I have some small plastic parts on a current project that need to appear like brass. I just bought some Krylon Metallic Brass paint. My question is what should I prime the parts with? I'm not sure if I should use gray primer, white primer or should I use black or silver paint first as a base? Any help would be greatly appreciated. Thanks


----------



## CorvairJim (Dec 16, 2011)

It would depend on the ultimate finish you're looking to achieve. The final shade of brass is dependant on the base coat under it - in this case, the primer. The lighter the primer, the brighter the final color. A light gray or white primer will give a brighter, newer look, while a dark or black primer will give your brass an older, darker look, maybe even tending toward bronze. I tend to think a red primer would richen the color some, but maybe give it too much of a coppery cast.

Having said all this, let me point out that I'm just flying by the seat of my pants here, going from limited experience with other "Metallizer"-type paints. Does the can label mention anything about primers in the instructions? Regardless of whether or not it says anything, I'd use a primer myself, because those paints are not specifically formulated for plastics, so it may have a reaction with the plastic. I use automotive spray touch-uo paint almost exclusively on my model bodies, so I've come to the point where I prime EVERYTHING before the color coat goes on.


----------



## Dyonisis (Nov 11, 2009)

CorvairJim said:


> It would depend on the ultimate finish you're looking to achieve. The final shade of brass is dependant on the base coat under it - in this case, the primer. The lighter the primer, the brighter the final color. A light gray or white primer will give a brighter, newer look, while a dark or black primer will give your brass an older, darker look, maybe even tending toward bronze. I tend to think a red primer would richen the color some, but maybe give it too much of a coppery cast.


 That's simply impossible as the metal is made from actual powders. None of these are affected by the paint colour underneath. Once sprayed over there's no colouration present regardless of the colour of base, even if you use primer! I know, I've tried every single one on the open market, including industrial Transtar brand primer. The only things that are affected by the colour under them are pastels, or flourescent colours. These don't cover over well, and a light base helps them to have more presence, or brighter hue with less paint coats for coverage. Mostly this only happens with acrylic water based paints. However, you can use whatever undercoat with metallic paint that you wish without worry of discolouration. 

~ Chris​


----------



## s.moe (Jul 18, 2011)

Well, There you go,, fenders506....Two totally Different View's on what to use, OR what not to use....Some question's just stur-up debate, between different Builder's.....What work's for one, Dosen't alway's work for the Other....SOooo, When in doubt,,,sometime's it's better to just try it out on your own,, And see how it turn's out.....That's what I do, in case's like this.....

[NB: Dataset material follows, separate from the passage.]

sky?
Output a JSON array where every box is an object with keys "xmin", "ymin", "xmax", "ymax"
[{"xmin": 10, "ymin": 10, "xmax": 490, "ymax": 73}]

Besides, If your not happy with the result's, you can alway's Repaint and choose the other option.....

Good Painting....


MOE


----------



## fenders506 (May 18, 2012)

I used plastic spoons to experiment with primers. I tried four different options:

1/ white primer only then brass
2/ gray primer only then brass
3/ gray primer then silver then brass
4/ gray primer then black then brass

After staring at the painted spoons for a few minutes I just couldn't see any difference. I then added some Future floor polish to add some shine. It's not as good as plating but it works for me.


----------



## djnick66 (May 2, 2008)

Yes the color of the base coat or undercoat can influence how the final metallic color comes out. Red is commonly used under gold, for example, to make it more bright. 

Now, using thicker paint like spray cans etc. may negate the effect. But when you are applying it thinly, as with an airbrush, it does make a difference.

Notice too gold leaf is applied usually over a red base.


----------